2d Count. For that they a piece of false, feigned, and counterfeit copper money, to the likeness and similitude of the current legal copper money of this realm, called a halfpenny, feloniously did make and coin, July the 27th .


On the 27th of July I went into a house in London-street, Tottenham-Court-road , upon having an information. I knocked at the door. I saw Shrode looking out at the parlour window; she asked me What I wanted? I desired she would let me in; she said She would not open the door; upon which I went backwards, and was helped over a back wall by Grubb, who followed me, and he helped me into the back parlour window. I then went into the passage, to let Grubb in at the door; but, just as I got to the door, I saw the two men, and the other woman, coming up stairs, out of the kitchen. Marshall was without his coat and waistcoat; he had a leather apron and a night-cap on, and his sleeves tucked up. Stead was without his coat, and his sleeves were tucked up, but he had his waistcoat on. Susannah Moore was without her gown, and had a dirty apron on. I followed them up stairs, and took Stead on the landing-place. I called to Dixon to assist me: I told him that the others were gone up stairs, and bid him pursue them. I took Stead into the one-pair-of-stairs back room; where I found Susanna Moore , who was without her upper petticoat, but was in the act of endeavouring to put it on over the dirty apron which she had on, in order to hide it. After I had secured them at the round-house, I came back again to help move the things; and in the back kitchen, I saw the stamping-press; under the stairs, the cutting-press was fixed in the ground; and in the fore kitchen, there were several dies and halfpence, and some halfpence were in the press. Susanna Moore appeared to have been hard at work. Shrode was in the parlour when I came into the house; I saw her no where else.

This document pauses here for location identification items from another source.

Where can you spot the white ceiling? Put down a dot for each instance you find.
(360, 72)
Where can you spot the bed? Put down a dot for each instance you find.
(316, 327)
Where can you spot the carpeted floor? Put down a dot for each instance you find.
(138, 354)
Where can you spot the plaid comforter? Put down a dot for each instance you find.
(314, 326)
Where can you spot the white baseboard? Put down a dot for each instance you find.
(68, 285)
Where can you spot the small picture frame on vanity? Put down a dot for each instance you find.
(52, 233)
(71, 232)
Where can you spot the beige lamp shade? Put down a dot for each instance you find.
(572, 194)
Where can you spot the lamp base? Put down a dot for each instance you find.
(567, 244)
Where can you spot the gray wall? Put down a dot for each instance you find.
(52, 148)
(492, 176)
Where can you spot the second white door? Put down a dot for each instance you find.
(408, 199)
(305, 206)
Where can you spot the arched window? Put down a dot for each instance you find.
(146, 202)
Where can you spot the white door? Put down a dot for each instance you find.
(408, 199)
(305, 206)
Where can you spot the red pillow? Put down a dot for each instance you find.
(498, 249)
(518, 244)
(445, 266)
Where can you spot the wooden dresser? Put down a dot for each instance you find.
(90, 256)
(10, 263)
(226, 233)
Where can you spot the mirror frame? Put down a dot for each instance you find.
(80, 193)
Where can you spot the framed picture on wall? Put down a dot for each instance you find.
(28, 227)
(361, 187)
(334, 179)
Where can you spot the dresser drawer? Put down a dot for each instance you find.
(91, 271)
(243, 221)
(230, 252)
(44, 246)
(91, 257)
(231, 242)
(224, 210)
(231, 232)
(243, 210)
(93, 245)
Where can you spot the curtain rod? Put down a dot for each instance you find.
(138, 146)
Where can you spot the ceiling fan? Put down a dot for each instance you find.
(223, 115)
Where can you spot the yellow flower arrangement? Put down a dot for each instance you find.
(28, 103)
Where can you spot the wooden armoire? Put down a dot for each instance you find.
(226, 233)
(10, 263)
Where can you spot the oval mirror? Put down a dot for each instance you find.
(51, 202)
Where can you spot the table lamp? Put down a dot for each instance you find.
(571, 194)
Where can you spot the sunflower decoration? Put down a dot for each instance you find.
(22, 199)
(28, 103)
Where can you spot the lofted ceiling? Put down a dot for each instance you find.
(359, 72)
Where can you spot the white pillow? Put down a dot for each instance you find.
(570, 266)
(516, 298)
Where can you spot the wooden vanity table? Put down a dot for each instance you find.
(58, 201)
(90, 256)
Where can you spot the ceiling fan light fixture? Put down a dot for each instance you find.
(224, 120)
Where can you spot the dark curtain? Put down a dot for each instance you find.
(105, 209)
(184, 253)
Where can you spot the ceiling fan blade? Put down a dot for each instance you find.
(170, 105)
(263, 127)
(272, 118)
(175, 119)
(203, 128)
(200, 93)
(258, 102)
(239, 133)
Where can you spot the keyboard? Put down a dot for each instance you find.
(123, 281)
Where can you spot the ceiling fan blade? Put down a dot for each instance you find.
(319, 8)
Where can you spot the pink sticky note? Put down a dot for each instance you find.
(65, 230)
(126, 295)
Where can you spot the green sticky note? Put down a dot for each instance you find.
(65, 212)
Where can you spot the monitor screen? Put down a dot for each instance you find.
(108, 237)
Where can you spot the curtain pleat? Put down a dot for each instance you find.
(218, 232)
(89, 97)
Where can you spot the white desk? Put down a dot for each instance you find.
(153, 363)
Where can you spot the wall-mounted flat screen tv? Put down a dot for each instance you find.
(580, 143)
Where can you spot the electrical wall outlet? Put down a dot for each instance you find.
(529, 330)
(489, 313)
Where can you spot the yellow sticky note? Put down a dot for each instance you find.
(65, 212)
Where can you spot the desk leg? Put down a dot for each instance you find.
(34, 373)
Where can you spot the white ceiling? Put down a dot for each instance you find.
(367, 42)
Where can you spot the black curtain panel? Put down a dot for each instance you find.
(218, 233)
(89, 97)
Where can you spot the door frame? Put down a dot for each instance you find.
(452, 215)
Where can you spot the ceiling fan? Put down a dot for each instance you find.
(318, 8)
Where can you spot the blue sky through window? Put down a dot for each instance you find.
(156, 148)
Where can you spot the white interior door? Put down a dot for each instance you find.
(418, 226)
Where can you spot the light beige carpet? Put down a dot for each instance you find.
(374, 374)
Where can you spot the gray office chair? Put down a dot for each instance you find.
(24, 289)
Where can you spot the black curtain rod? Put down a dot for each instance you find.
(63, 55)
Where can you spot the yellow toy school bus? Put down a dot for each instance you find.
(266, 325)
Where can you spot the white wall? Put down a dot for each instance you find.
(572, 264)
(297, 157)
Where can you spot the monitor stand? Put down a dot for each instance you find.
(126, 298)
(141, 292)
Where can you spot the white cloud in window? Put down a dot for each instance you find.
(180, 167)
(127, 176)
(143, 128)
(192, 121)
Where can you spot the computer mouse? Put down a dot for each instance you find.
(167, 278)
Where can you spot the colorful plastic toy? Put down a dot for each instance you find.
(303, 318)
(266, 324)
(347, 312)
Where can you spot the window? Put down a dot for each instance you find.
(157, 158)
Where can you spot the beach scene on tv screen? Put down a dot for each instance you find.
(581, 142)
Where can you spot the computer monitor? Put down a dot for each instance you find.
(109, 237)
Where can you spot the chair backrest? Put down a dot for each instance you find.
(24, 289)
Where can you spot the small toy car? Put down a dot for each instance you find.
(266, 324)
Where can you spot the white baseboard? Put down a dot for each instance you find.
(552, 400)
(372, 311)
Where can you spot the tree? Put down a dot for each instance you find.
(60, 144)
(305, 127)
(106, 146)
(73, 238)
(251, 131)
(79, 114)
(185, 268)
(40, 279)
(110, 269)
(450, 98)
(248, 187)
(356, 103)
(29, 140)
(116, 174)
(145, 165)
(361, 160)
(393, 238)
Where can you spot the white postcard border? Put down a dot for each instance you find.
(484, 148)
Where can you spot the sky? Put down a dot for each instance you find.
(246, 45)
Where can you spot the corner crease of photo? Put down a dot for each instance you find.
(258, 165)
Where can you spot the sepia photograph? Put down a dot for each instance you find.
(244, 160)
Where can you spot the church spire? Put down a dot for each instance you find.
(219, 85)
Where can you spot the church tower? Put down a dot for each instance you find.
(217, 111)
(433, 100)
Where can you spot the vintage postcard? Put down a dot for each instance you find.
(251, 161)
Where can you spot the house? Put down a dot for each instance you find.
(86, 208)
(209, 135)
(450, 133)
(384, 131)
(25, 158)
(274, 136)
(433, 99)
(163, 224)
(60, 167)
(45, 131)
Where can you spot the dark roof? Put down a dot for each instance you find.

I heard somebody run up stairs before we got into the house. When we got in, I bid Young go up and secure them, and I myself went down into the kitchen. In the back kitchen I found the windows all blinded up; so was the chimney-piece: and in that kitchen I saw the stamping-press, and a candle alight, and a halfpenny just struck, which was between the dies. In the fore kitchen I found a great quantity of dies. The window of that kitchen was so blinded, that people could not see into it from the street.

We attempted to see, but could not. In the passage, under the stairs, there was a great quantity of blanks and copper, and a cutting-out press, and a candle also, lighted, by it. The men were stripped, and their hands were dirty. Catherine Moore was also stripped, and her hands were all over dirt and grease, as if she had just come from work. Shrode, the old woman, ran to a chamber-pot, and wanted to wash her hands; but I would not let her, for her hands had the appearance of having been at work. There was a great sack of halfpence hanging up on one side of the stamping-press. There were twenty-six dies (producing them, and two that were in the press.)

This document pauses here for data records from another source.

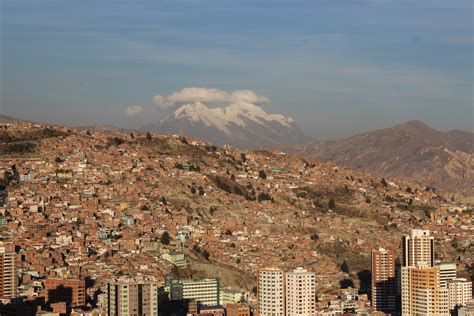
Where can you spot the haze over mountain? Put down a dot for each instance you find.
(410, 151)
(234, 118)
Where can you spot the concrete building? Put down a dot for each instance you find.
(384, 281)
(69, 291)
(131, 297)
(422, 293)
(447, 272)
(460, 292)
(7, 272)
(205, 291)
(300, 286)
(467, 310)
(271, 292)
(241, 309)
(231, 296)
(418, 248)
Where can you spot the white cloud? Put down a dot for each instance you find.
(135, 110)
(208, 95)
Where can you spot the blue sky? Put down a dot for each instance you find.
(338, 67)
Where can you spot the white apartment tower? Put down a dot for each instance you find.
(300, 288)
(7, 272)
(460, 292)
(422, 293)
(131, 297)
(447, 272)
(418, 248)
(271, 292)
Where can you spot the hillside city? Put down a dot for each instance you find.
(125, 223)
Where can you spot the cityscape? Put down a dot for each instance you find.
(236, 158)
(90, 226)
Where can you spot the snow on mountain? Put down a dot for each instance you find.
(241, 125)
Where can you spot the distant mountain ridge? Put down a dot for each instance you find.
(243, 125)
(410, 151)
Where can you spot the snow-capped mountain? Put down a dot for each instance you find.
(242, 125)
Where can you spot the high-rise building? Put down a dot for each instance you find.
(460, 292)
(69, 291)
(7, 272)
(384, 281)
(422, 293)
(237, 309)
(418, 248)
(300, 286)
(130, 297)
(205, 291)
(447, 272)
(271, 292)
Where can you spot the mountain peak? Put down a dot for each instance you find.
(409, 151)
(239, 124)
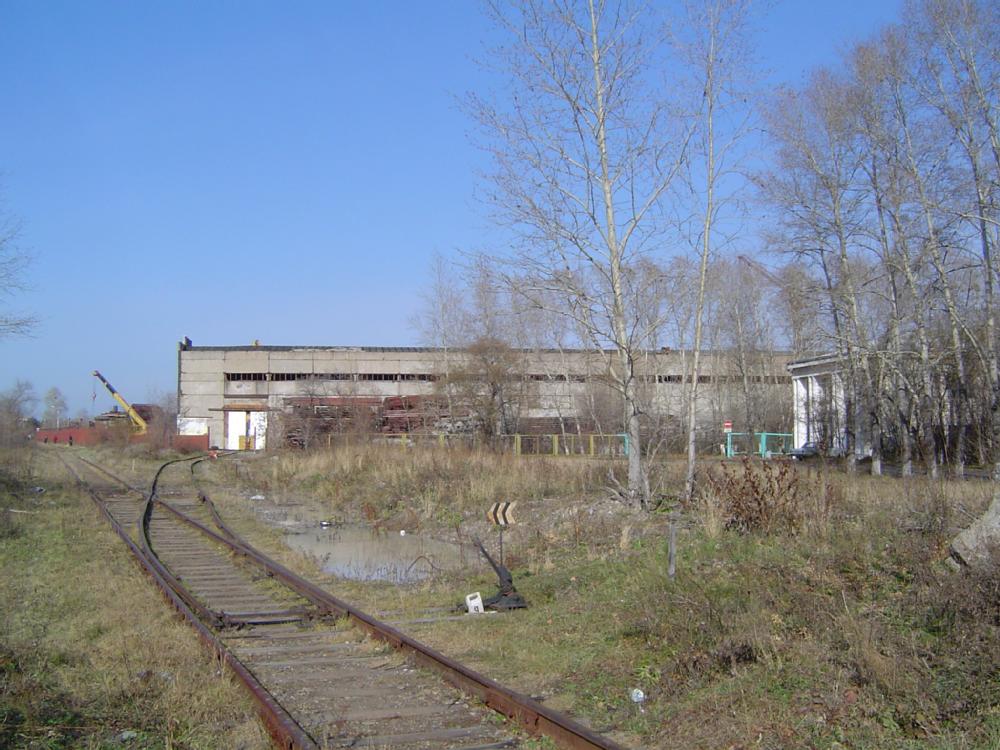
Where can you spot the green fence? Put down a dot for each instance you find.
(763, 444)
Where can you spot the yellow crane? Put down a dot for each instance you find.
(139, 422)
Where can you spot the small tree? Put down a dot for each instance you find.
(16, 423)
(55, 408)
(13, 263)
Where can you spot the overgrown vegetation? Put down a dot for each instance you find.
(89, 654)
(810, 608)
(822, 618)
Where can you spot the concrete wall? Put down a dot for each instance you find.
(215, 380)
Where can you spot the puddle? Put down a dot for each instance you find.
(364, 554)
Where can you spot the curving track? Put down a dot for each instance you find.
(324, 674)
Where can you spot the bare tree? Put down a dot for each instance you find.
(16, 422)
(55, 408)
(716, 51)
(13, 264)
(584, 158)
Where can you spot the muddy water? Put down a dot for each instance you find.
(365, 554)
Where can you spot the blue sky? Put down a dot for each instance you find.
(232, 171)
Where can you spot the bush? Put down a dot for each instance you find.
(761, 497)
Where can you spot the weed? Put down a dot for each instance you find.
(761, 497)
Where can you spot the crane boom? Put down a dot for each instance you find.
(139, 422)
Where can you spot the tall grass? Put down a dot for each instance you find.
(431, 481)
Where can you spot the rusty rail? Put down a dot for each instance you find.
(284, 730)
(529, 714)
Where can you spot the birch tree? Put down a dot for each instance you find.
(715, 51)
(584, 156)
(13, 265)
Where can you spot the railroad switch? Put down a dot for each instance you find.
(507, 598)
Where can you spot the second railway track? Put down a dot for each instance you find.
(324, 674)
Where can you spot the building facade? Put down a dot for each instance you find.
(242, 397)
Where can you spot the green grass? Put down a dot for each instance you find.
(89, 653)
(841, 629)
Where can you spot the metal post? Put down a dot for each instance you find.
(672, 550)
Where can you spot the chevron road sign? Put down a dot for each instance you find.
(501, 514)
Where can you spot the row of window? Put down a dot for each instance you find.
(286, 376)
(427, 377)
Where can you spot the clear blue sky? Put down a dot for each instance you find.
(232, 171)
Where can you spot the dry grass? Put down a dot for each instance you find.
(843, 629)
(88, 650)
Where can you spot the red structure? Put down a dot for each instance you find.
(72, 435)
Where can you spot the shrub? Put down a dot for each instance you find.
(761, 497)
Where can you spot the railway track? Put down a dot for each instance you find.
(323, 673)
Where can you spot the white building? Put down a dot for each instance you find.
(820, 406)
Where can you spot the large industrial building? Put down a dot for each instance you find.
(252, 396)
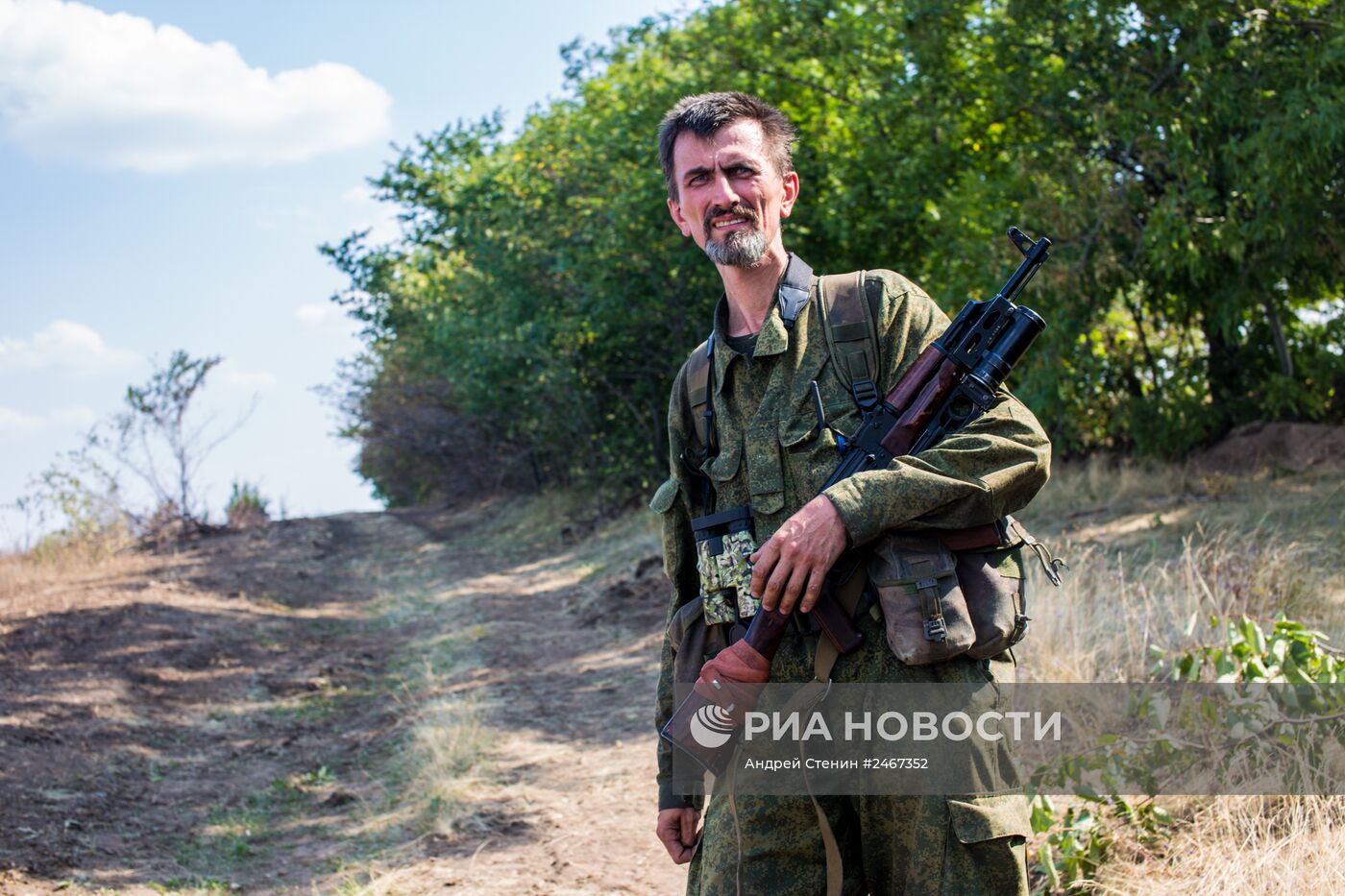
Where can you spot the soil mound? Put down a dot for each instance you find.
(1278, 446)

(Dixon produced a halfpenny that was then between the dies, and also some blanks and some finished halfpence.)


When I went up in the one pair of stairs back-room, there was Susannah Moore , stripped: she was putting on her petticoat over her clothes. I found Marshall in the rock-loft, in his shirt, with a leather apron on. Stead was stripped, and his sleeves tucked up. Marshall, when he was taken, begged for his clothes. I went down, and found his waistcoat below stairs, by the cutting press; and his hat and wig, and coat, in the front cellar, where the halfpence were found. When he was taken to the office, he owned that the hat, wig, and waistcoat, were his; and he put them on. There was a candle lighted at both presses. Moore's hands were dirty: whether the others were or not, I don't know; but I saw her run to the water to wash them. There were twelve pair of dies, besides those now produced.


The old woman ran away, to wash herself.


I am a moneyer of the mint. All this is counterfeit money.

(Marshall called seven witnesses, who gave him a good character.)

(Stead called three witnesses, who gave him a good character.)

( Susanna Moore called two witnesses, who gave her a good character.)


Tried by the First Middlesex Jury, before Mr. Baron HOTHAM.